15 Temmuz’dan buyana darbe girişimi üzerine içte yapılan tartışmalarla dıştan gelen açıklamalar demokratik hukuk devleti olmaktan ne denli uzak olduğumuz gerçeğini bir anlamda tokat gibi yüzümüze vurdu. 

Birçok boyutu olan bu darbe girişiminin en çarpıcı yönü, girişim sonrası ABD Ulusal İstihbarat Direktörü James Clapper ile ABD Merkez Kuvvetler Komutanı Joseph Votel’in “Türkiye’deki bazı muhataplarının tutuklandığını” söylemiş olmalarıdır. 

Bu sözlerin Türkçesi, “ABD olarak biz bu kişilerle çalışıyorduk” demektir. 

Bu kişilerin kimliklerine bakınca da istihbarat ve TSK içindeki bu yapılanmayı bildikleri, destekledikleri ve birlikte çalıştıkları ortaya çıkıyor. 

Kısaca, Türkiye’nin istihbaratı ve güvenliği ABD’nin kontrolünde demektir. 

Egemenlik de millette değil, ABD’nin elinde demektir. 

Egemenliğini yitiren bir devlette bağımsızlıktan, hukuktan ve demokrasiden söz edilemez.


*****


Bu açıklamaları duyduğum anda 93 yıl öncesinde Türkiye Cumhuriyeti Devletinin kuruluş sürecinde yaşanan bir gelişmeyi anımsadım. 

Tarih: Şubat 1923 

Kurtuluş Savaşının zaferle sonuçlanmasının üstünden dört ay geçmiş ve daha Cumhuriyet ilan edilmemiş, 

Ülke, Meclis hükümeti tarafından yönetiliyor. 

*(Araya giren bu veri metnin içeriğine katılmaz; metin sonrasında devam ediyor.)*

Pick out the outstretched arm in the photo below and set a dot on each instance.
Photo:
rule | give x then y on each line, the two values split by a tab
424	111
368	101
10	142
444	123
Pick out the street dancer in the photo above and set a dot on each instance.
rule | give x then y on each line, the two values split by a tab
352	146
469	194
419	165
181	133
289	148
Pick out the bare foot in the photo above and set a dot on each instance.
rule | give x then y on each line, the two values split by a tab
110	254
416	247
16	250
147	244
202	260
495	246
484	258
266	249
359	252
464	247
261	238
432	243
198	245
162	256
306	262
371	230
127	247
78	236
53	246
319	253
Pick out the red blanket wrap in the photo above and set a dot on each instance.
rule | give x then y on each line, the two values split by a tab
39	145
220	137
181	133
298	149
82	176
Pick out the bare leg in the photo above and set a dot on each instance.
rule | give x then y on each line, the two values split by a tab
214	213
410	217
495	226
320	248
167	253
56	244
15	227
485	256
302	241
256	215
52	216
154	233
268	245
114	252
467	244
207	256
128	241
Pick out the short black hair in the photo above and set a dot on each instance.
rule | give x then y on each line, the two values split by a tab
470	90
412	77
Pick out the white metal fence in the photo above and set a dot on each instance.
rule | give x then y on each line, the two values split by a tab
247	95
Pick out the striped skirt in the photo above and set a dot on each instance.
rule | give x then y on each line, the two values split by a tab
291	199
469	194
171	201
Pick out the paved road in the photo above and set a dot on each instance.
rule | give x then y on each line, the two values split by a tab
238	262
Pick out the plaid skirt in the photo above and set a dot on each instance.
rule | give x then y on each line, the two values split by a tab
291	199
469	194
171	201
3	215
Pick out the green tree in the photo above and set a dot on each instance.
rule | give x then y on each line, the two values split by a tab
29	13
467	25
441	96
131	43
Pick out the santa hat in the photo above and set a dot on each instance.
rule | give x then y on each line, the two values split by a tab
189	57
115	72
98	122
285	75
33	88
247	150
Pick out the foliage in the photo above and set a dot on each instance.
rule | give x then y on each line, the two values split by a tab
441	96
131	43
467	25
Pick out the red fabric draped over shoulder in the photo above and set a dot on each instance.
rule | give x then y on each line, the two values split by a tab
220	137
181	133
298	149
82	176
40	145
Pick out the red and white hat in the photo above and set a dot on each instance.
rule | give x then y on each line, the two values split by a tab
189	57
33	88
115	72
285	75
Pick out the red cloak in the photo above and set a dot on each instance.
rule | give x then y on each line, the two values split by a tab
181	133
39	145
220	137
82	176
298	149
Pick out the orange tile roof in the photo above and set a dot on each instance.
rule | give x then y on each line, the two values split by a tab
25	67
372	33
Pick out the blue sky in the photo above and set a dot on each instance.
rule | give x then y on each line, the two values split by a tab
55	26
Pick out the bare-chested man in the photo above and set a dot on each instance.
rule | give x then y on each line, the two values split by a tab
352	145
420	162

Kapitülasyonların kaldırılması ve güney sınırı konularındaki anlaşmazlık üzerine Türk heyeti Lozan Konferansını terk etmiş ve görüşmeler kesintiye uğramış… 

Bu dönemde Mustafa Kemal, Millet Meclisi Başkanı sıfatıyla Amerikan milletine hitaben ABD Senatosuna aşağıdaki mektubu gönderiyor; 

“Büyük Amerikan Milletine, 

Siz zulüm ve zorbalığı kendi vatanınızdan uzaklaştırdınız. 

Siz, uzun ve kanlı bir mücadeleden sonra kendi özgürlük ve bağımsızlığınızı kazanarak halk egemenliğine dayanan demokratik bir devlet ve güçlü bir uygarlık kurdunuz. 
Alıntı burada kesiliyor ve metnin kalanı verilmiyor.